From the experience of using the Google’s STT API directly, I know that it returns a list of possible matches, for example [“martin”, “marty”, “martie”, “my tin”, “modern”]. Perhaps we will always get “Mandy” while the user’s name is “Mendy” because it is not as common. The STT can recognise “Mendy” but it simply is not its first guess.
Obvious I can always do “if respond in [“yes”, “yea”, “ya”, “yup”]:“ but sometimes I will need open answers.
So is there a way to get the list of guesses, and should we make it more accessible in the API? Thanks.
Currently the Mycroft STT backends don’t provide the alternatives even if the code is partially prepared for handling multiple alternatives. So currently I don’t think this is possible I’m afraid.
Historically this has been due to the original implementation of the STT only supported one alternative. Now there are at least two backends that support multiple alternatives (google_cloud and Kaldi were the ones I found doing a quick check) so this should be updated.
Looking at it some more. speechrecognition’s google_cloud doesn’t allow multiple alternatives either…
Hi forslund, I am not sure if that has changed recently, I vividly recall that (when I tried to make my own voice assistant a year ago) I sent the audio file to Google’s API and it returned multiple (4 or 5) possible matches.
I hope I understand your reply correctly.
It can reply with multiple replies but doesn’t by default (see https://cloud.google.com/speech-to-text/docs/basics), not sure if this is new.
the maxAlternatives parameter defaults to 1 and the speechrecognition python module doesn’t expose this parameter.

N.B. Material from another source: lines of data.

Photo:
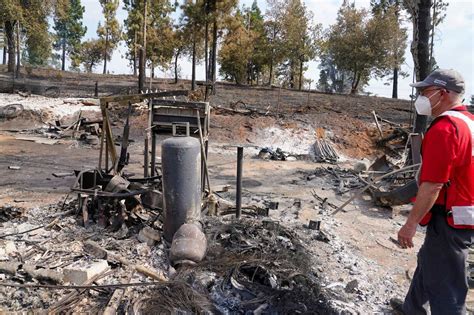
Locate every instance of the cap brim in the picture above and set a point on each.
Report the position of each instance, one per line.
(420, 84)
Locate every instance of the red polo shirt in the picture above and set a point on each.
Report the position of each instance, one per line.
(447, 156)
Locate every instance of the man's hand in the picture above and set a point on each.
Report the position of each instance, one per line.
(405, 235)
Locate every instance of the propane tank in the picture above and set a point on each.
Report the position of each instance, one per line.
(181, 167)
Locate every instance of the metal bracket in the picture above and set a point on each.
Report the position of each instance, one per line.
(314, 225)
(180, 124)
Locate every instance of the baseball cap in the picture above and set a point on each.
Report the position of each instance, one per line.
(445, 78)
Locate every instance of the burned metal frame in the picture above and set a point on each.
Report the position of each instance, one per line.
(165, 115)
(110, 152)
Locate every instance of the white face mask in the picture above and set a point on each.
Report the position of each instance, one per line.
(423, 105)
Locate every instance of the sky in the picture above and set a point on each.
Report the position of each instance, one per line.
(454, 43)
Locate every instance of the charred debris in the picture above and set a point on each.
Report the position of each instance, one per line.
(197, 252)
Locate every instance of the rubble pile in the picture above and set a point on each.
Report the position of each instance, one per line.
(250, 265)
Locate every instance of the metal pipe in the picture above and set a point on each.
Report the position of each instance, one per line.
(145, 162)
(238, 197)
(153, 153)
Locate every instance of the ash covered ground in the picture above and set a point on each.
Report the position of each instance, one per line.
(263, 263)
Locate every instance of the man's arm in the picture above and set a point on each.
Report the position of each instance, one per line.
(425, 199)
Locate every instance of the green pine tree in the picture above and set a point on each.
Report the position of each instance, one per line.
(110, 32)
(69, 32)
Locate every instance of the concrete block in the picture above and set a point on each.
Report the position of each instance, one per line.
(81, 271)
(149, 235)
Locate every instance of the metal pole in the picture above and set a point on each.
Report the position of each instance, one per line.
(153, 152)
(238, 197)
(145, 162)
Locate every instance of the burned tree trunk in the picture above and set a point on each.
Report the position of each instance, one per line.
(176, 66)
(9, 30)
(63, 55)
(300, 86)
(214, 51)
(420, 11)
(193, 75)
(4, 49)
(395, 83)
(142, 60)
(106, 48)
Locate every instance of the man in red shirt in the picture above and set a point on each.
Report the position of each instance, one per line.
(445, 199)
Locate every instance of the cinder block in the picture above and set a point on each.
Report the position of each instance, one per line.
(149, 235)
(81, 271)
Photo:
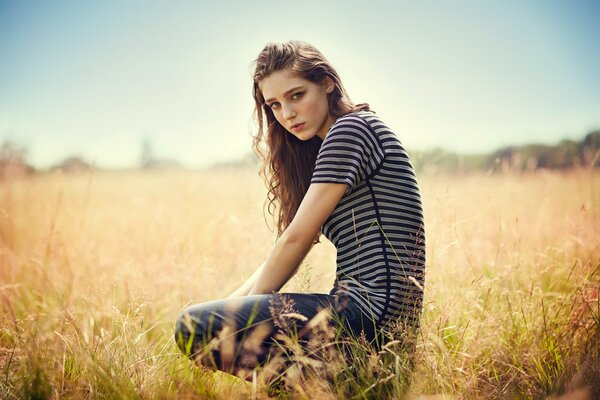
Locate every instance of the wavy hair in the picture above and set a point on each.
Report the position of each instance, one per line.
(288, 162)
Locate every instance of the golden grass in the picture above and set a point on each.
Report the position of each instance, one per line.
(95, 267)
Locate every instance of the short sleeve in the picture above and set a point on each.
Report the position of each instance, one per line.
(350, 153)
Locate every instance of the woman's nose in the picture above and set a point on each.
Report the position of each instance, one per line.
(288, 112)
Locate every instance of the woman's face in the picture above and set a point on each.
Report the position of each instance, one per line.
(299, 105)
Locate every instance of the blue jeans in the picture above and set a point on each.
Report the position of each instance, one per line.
(241, 332)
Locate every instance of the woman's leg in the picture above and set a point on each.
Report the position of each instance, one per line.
(234, 335)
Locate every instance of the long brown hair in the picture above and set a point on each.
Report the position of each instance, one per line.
(288, 162)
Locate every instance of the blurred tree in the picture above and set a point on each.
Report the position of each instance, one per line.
(13, 161)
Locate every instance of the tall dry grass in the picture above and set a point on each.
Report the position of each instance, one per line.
(95, 267)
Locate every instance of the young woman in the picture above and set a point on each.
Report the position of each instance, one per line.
(335, 168)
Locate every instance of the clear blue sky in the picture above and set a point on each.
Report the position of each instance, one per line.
(97, 78)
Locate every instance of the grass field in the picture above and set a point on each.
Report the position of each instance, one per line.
(95, 267)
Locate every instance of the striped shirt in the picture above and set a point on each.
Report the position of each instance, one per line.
(377, 227)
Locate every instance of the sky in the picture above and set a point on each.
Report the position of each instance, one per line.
(97, 79)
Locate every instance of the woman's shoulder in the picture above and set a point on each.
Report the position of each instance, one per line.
(359, 119)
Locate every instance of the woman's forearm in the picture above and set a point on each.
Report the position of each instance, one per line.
(244, 290)
(281, 265)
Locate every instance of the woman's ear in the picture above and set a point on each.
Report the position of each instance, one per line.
(328, 84)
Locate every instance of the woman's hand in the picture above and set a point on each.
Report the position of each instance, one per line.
(295, 242)
(247, 286)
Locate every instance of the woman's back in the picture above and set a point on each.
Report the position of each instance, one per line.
(378, 226)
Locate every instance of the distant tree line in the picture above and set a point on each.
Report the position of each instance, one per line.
(564, 155)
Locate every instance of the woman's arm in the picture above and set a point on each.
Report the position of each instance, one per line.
(246, 286)
(293, 244)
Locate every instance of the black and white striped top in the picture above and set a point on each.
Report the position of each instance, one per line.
(378, 226)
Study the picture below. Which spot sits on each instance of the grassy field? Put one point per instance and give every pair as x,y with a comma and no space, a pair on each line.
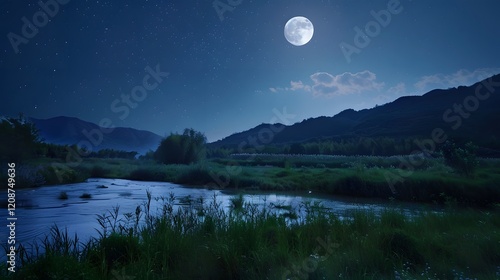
429,181
202,241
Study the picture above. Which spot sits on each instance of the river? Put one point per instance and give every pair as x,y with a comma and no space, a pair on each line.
38,209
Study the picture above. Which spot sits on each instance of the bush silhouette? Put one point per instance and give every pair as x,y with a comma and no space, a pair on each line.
185,148
461,159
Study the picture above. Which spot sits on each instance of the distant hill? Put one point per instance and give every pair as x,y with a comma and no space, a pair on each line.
69,131
409,116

I’ve just tested hacking the module, adding the parameter myself. Doing this I can get it to sometime offer more alternatives.
I see. Thank you for that.
We could make a PR against the speechrecognition repo adding the parameter…
Yes, I think we can at least add the parameter to the get_response and have it return a list instead of str.
However, to adapt this throughout the project, it may require wider consent from the community as it touches many areas, such as how the intend is triggered considering all the alternative matches.
We don’t actually have a “change proposal” process, but this suggested enhancement would be a good way to develop and validate a “change proposal” process.
Hi Forslund, because I am new to this, could you do the PR this time, so I can review it and learn the submission process for Mycroft? Thanks.
Sure, I suppose other projects have specific section in the forum to discuss core change proposals. If we don’t have that yet, we can certainly use this thread for the purpose.
I am a bit surprised that the community is not very concerned about this alternative matching question. There are many occasions that the first result is not as expected, due to the STT inaccuracy or the user’s pronunciation. At the same time, the first 5 matches will probably cover 90% of the cases. So it is a quick win to improve accuracy.
I understand that the Adapt returns possible matches with confidence levels. Is that why it is not a major problem for Mycroft, because it also considers alternatives from STT?